Просперо знает, что именно теперь его счастливая звезда находится в зените. Он может захватить в свою власть всех своих старых врагов. Король Неаполитанский выдал замуж свою дочь Кларибеллу за короля Тунисского; свадьба, что довольно-таки странно, состоялась у жениха (но зато это и первый еще раз, что христианский король празднует свадьбу своей дочери с магометанином), и когда он со всей своей свитой, в том числе и с братом, похитителем миланского престола, находятся на обратном пути на родину, Просперо присущею ему силою производит бурю, забрасывающую всю компанию на его остров, где преступники терпят заслуженное унижение, мешаются в рассудке и получают, наконец, прощение после того, как королевский сын Фердинанд, созрев через возложенные на него испытания, сделался женихом очаровательной Миранды согласно тайному желанию Просперо.
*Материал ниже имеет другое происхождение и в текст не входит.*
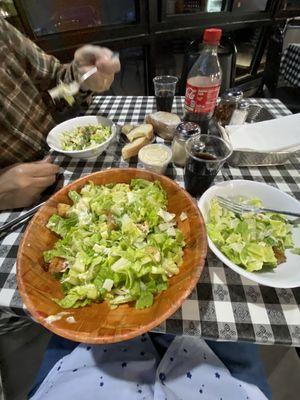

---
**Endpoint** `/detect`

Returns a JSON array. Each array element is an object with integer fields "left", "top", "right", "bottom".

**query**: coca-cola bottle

[{"left": 184, "top": 28, "right": 222, "bottom": 130}]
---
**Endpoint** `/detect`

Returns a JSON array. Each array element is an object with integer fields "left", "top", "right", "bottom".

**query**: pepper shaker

[{"left": 214, "top": 90, "right": 243, "bottom": 126}]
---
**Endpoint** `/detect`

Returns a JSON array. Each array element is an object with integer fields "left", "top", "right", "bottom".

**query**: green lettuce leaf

[{"left": 46, "top": 213, "right": 78, "bottom": 238}]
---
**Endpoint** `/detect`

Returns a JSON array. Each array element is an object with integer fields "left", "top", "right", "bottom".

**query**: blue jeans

[{"left": 29, "top": 334, "right": 272, "bottom": 399}]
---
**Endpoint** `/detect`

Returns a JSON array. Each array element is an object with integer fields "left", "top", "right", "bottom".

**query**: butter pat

[{"left": 138, "top": 144, "right": 172, "bottom": 174}]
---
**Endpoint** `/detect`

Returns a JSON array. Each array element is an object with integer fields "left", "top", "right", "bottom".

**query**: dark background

[{"left": 3, "top": 0, "right": 300, "bottom": 96}]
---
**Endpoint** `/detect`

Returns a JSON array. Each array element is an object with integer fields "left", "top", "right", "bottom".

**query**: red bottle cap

[{"left": 203, "top": 28, "right": 222, "bottom": 45}]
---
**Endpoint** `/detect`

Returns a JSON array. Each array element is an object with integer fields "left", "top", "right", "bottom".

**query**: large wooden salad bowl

[{"left": 17, "top": 168, "right": 207, "bottom": 343}]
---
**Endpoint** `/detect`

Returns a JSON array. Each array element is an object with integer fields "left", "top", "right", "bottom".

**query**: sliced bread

[
  {"left": 126, "top": 124, "right": 154, "bottom": 142},
  {"left": 122, "top": 136, "right": 150, "bottom": 160}
]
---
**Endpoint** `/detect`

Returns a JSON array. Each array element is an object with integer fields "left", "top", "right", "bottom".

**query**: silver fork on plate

[{"left": 216, "top": 196, "right": 300, "bottom": 222}]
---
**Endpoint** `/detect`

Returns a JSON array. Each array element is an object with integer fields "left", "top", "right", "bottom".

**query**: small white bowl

[
  {"left": 198, "top": 180, "right": 300, "bottom": 288},
  {"left": 47, "top": 116, "right": 117, "bottom": 160},
  {"left": 138, "top": 144, "right": 172, "bottom": 175}
]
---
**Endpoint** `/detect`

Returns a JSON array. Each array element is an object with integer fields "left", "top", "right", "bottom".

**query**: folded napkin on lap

[{"left": 225, "top": 113, "right": 300, "bottom": 152}]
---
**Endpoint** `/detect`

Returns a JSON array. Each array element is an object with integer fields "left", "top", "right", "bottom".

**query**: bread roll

[
  {"left": 122, "top": 136, "right": 151, "bottom": 160},
  {"left": 126, "top": 124, "right": 153, "bottom": 142},
  {"left": 145, "top": 112, "right": 181, "bottom": 141}
]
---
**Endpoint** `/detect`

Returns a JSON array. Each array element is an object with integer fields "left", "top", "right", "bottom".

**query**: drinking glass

[
  {"left": 184, "top": 134, "right": 232, "bottom": 197},
  {"left": 153, "top": 75, "right": 178, "bottom": 112}
]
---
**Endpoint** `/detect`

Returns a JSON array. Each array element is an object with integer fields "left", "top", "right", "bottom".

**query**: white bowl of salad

[
  {"left": 198, "top": 180, "right": 300, "bottom": 288},
  {"left": 47, "top": 116, "right": 117, "bottom": 159}
]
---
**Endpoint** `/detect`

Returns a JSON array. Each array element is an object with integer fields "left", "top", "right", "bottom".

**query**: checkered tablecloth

[
  {"left": 1, "top": 96, "right": 300, "bottom": 345},
  {"left": 281, "top": 44, "right": 300, "bottom": 88}
]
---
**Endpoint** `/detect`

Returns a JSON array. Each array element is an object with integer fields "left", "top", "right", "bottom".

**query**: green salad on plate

[
  {"left": 61, "top": 124, "right": 111, "bottom": 151},
  {"left": 44, "top": 179, "right": 185, "bottom": 309},
  {"left": 207, "top": 197, "right": 296, "bottom": 272}
]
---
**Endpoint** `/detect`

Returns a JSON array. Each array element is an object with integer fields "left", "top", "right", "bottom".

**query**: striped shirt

[{"left": 0, "top": 18, "right": 89, "bottom": 168}]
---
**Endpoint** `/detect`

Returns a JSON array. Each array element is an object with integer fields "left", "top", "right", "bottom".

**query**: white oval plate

[
  {"left": 47, "top": 116, "right": 117, "bottom": 160},
  {"left": 198, "top": 180, "right": 300, "bottom": 288}
]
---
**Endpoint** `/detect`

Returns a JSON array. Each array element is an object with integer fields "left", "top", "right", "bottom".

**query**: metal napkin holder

[{"left": 216, "top": 105, "right": 299, "bottom": 167}]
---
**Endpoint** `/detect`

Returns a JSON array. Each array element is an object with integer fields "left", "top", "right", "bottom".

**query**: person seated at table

[
  {"left": 28, "top": 333, "right": 272, "bottom": 399},
  {"left": 0, "top": 18, "right": 120, "bottom": 211}
]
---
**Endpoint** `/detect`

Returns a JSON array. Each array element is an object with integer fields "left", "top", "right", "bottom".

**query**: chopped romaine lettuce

[
  {"left": 61, "top": 124, "right": 111, "bottom": 151},
  {"left": 44, "top": 179, "right": 185, "bottom": 309},
  {"left": 291, "top": 247, "right": 300, "bottom": 255},
  {"left": 208, "top": 197, "right": 296, "bottom": 272}
]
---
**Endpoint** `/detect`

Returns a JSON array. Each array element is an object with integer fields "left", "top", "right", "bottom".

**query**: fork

[
  {"left": 48, "top": 66, "right": 98, "bottom": 101},
  {"left": 216, "top": 196, "right": 300, "bottom": 219},
  {"left": 49, "top": 51, "right": 120, "bottom": 102}
]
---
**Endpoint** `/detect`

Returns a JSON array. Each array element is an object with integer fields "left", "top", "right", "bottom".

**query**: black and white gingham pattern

[
  {"left": 1, "top": 96, "right": 300, "bottom": 344},
  {"left": 281, "top": 44, "right": 300, "bottom": 88}
]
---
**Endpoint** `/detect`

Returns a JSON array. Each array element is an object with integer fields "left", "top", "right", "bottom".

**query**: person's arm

[
  {"left": 2, "top": 18, "right": 76, "bottom": 92},
  {"left": 2, "top": 19, "right": 120, "bottom": 97}
]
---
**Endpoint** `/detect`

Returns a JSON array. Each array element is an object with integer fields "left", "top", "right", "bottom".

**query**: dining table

[
  {"left": 1, "top": 95, "right": 300, "bottom": 346},
  {"left": 280, "top": 43, "right": 300, "bottom": 88}
]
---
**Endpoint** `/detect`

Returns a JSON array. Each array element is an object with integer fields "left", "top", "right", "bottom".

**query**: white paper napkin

[{"left": 225, "top": 113, "right": 300, "bottom": 152}]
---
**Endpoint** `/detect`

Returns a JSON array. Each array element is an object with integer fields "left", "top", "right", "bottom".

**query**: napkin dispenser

[{"left": 217, "top": 112, "right": 300, "bottom": 167}]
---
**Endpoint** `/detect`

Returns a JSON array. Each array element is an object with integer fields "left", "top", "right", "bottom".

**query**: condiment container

[
  {"left": 171, "top": 122, "right": 201, "bottom": 167},
  {"left": 214, "top": 90, "right": 243, "bottom": 126},
  {"left": 138, "top": 144, "right": 172, "bottom": 175}
]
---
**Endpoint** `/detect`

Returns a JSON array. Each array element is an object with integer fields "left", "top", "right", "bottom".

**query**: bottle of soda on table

[{"left": 184, "top": 28, "right": 222, "bottom": 131}]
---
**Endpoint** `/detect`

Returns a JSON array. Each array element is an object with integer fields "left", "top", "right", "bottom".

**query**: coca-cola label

[{"left": 185, "top": 83, "right": 220, "bottom": 114}]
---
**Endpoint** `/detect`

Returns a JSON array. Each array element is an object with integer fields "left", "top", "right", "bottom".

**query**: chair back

[
  {"left": 283, "top": 20, "right": 300, "bottom": 50},
  {"left": 262, "top": 27, "right": 284, "bottom": 94},
  {"left": 179, "top": 36, "right": 237, "bottom": 95}
]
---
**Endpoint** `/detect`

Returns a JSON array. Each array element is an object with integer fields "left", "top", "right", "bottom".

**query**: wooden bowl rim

[{"left": 17, "top": 168, "right": 207, "bottom": 343}]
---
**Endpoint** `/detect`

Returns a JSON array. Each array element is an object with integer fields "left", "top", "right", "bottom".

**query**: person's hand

[
  {"left": 74, "top": 45, "right": 121, "bottom": 93},
  {"left": 0, "top": 157, "right": 59, "bottom": 210}
]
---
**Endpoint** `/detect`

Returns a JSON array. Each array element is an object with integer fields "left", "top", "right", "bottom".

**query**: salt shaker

[
  {"left": 229, "top": 100, "right": 249, "bottom": 125},
  {"left": 171, "top": 122, "right": 201, "bottom": 167}
]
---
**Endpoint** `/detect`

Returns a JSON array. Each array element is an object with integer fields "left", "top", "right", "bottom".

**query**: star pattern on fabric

[
  {"left": 186, "top": 371, "right": 192, "bottom": 379},
  {"left": 121, "top": 362, "right": 127, "bottom": 368},
  {"left": 215, "top": 372, "right": 220, "bottom": 379},
  {"left": 159, "top": 372, "right": 166, "bottom": 385}
]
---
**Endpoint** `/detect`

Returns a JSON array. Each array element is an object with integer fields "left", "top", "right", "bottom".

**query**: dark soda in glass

[
  {"left": 184, "top": 152, "right": 218, "bottom": 197},
  {"left": 153, "top": 76, "right": 178, "bottom": 113},
  {"left": 184, "top": 135, "right": 232, "bottom": 197},
  {"left": 155, "top": 89, "right": 174, "bottom": 112}
]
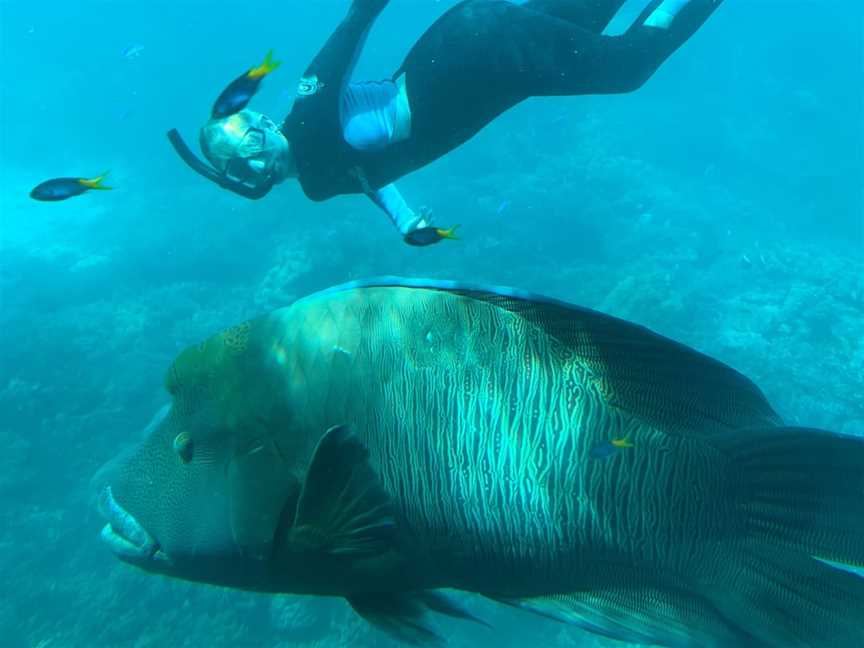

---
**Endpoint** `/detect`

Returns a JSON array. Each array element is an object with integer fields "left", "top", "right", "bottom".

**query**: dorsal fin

[{"left": 312, "top": 278, "right": 782, "bottom": 436}]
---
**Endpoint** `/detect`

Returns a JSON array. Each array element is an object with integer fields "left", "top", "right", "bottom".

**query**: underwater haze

[{"left": 1, "top": 1, "right": 863, "bottom": 647}]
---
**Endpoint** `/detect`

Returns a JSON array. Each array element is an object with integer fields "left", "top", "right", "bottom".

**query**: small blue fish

[
  {"left": 30, "top": 172, "right": 111, "bottom": 202},
  {"left": 212, "top": 50, "right": 281, "bottom": 119},
  {"left": 589, "top": 438, "right": 634, "bottom": 460},
  {"left": 496, "top": 200, "right": 510, "bottom": 216},
  {"left": 121, "top": 43, "right": 144, "bottom": 59}
]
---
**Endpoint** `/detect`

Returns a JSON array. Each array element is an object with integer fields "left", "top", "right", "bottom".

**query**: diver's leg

[
  {"left": 520, "top": 0, "right": 629, "bottom": 33},
  {"left": 529, "top": 0, "right": 725, "bottom": 96},
  {"left": 394, "top": 0, "right": 722, "bottom": 150}
]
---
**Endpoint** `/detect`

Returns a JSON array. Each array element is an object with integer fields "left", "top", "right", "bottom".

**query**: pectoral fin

[
  {"left": 347, "top": 590, "right": 490, "bottom": 646},
  {"left": 290, "top": 424, "right": 396, "bottom": 557}
]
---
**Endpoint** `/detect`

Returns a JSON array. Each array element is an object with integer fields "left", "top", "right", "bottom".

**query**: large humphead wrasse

[{"left": 93, "top": 278, "right": 864, "bottom": 647}]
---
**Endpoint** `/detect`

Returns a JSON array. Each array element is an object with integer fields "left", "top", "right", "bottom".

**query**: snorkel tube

[{"left": 167, "top": 129, "right": 274, "bottom": 200}]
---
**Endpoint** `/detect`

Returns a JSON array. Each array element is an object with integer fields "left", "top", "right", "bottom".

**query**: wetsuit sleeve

[
  {"left": 367, "top": 184, "right": 421, "bottom": 235},
  {"left": 299, "top": 0, "right": 389, "bottom": 98},
  {"left": 280, "top": 0, "right": 392, "bottom": 201}
]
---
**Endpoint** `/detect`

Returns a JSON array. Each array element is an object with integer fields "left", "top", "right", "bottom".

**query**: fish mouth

[{"left": 98, "top": 486, "right": 170, "bottom": 565}]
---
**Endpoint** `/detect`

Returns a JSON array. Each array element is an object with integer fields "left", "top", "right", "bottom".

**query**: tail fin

[
  {"left": 435, "top": 224, "right": 460, "bottom": 241},
  {"left": 708, "top": 426, "right": 864, "bottom": 646},
  {"left": 248, "top": 49, "right": 281, "bottom": 79},
  {"left": 80, "top": 170, "right": 111, "bottom": 191},
  {"left": 718, "top": 426, "right": 864, "bottom": 568}
]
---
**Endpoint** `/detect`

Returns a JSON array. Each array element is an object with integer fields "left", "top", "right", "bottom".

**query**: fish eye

[{"left": 173, "top": 431, "right": 194, "bottom": 464}]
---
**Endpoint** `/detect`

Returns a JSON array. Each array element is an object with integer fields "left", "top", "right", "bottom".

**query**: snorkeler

[{"left": 169, "top": 0, "right": 724, "bottom": 246}]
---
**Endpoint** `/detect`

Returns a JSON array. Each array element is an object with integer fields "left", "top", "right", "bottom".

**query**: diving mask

[
  {"left": 165, "top": 110, "right": 288, "bottom": 198},
  {"left": 202, "top": 110, "right": 288, "bottom": 186},
  {"left": 222, "top": 126, "right": 276, "bottom": 183}
]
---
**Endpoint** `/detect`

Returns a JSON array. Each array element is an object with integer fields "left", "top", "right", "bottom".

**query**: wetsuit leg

[
  {"left": 520, "top": 0, "right": 629, "bottom": 33},
  {"left": 393, "top": 0, "right": 722, "bottom": 158},
  {"left": 527, "top": 0, "right": 726, "bottom": 95}
]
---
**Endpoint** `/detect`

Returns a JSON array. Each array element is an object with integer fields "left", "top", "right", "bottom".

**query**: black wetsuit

[{"left": 282, "top": 0, "right": 723, "bottom": 203}]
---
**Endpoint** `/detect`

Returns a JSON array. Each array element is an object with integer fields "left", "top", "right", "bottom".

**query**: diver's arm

[
  {"left": 368, "top": 184, "right": 427, "bottom": 236},
  {"left": 301, "top": 0, "right": 389, "bottom": 95},
  {"left": 367, "top": 185, "right": 457, "bottom": 247}
]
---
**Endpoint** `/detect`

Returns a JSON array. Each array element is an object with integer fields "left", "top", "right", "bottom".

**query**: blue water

[{"left": 1, "top": 1, "right": 862, "bottom": 646}]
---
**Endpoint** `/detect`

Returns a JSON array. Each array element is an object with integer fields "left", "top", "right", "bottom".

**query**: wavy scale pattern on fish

[{"left": 292, "top": 287, "right": 734, "bottom": 592}]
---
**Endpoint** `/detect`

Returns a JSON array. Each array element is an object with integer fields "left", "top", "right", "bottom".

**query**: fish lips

[{"left": 97, "top": 486, "right": 171, "bottom": 567}]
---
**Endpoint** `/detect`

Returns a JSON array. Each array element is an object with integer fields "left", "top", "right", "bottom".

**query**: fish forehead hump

[{"left": 163, "top": 312, "right": 305, "bottom": 446}]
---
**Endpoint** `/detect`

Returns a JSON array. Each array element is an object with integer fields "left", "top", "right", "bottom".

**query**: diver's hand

[{"left": 414, "top": 205, "right": 433, "bottom": 230}]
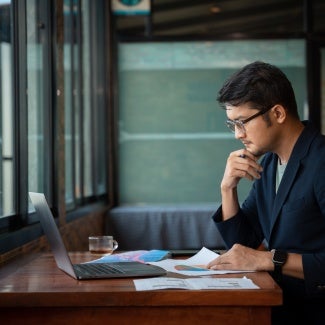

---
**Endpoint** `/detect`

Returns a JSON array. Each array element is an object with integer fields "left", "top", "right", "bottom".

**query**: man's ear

[{"left": 272, "top": 104, "right": 286, "bottom": 123}]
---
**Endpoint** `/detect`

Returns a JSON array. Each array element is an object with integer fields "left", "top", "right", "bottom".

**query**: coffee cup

[{"left": 88, "top": 236, "right": 118, "bottom": 255}]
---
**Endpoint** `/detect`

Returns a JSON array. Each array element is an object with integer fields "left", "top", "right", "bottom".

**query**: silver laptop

[{"left": 29, "top": 192, "right": 166, "bottom": 280}]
В «Буре» Шекспир, очевидно, хотел вполне сознательно дать цельную картину человечества, каким он его видел теперь. Здесь — что мы находим у него впервые — встречаются типические образы различных фазисов человеческого развития.

В то время как Калибан есть тип прошедшего, первобытный житель, животный образ, развившийся до первой, грубой ступени человечества, Просперо является типом высшего совершенствования человеческой природы, человеком будущего, сверхчеловеком, истинным волшебником.

За несколько лет перед тем Шекспир, как мы видели, сделал первый набросок подобного образа, обрисовав неопределенными контурами Церимона в «Перикле». Просперо представляет собою исполнение того, что лишь смутно обещает главная реплика Церимона: личность, сделавшую себе подвластными все благодатные силы, обитающие в металлах, камнях и растениях. Он — существо с царственным отпечатком, существо, подчинившее себе внешнюю природу; свою внутреннюю, нередко отдающуюся страстным порывам природу приведшее в равновесие, а горечь, накопившуюся под влиянием мыслей о причиненном ему зле, потопившее в гармонии, изливающейся из его богатой душевной жизни.

Много зла сделано ему, как и всем другим героям и героиням Шекспира из этого последнего десятилетия (Периклу, Имоджене, Гермионе не менее, чем Лиру или Тимону). Против Просперо люди согрешили даже более, чем против человеконенавистника; он больше пострадал, больше потерял через неблагодарность. Ведь он не в безумной расточительности, как Тимон, растратил свое состояние; он из-за занятий высшего порядка пренебрег своими мирскими интересами и пал жертвой своей беспечности и своего доверия.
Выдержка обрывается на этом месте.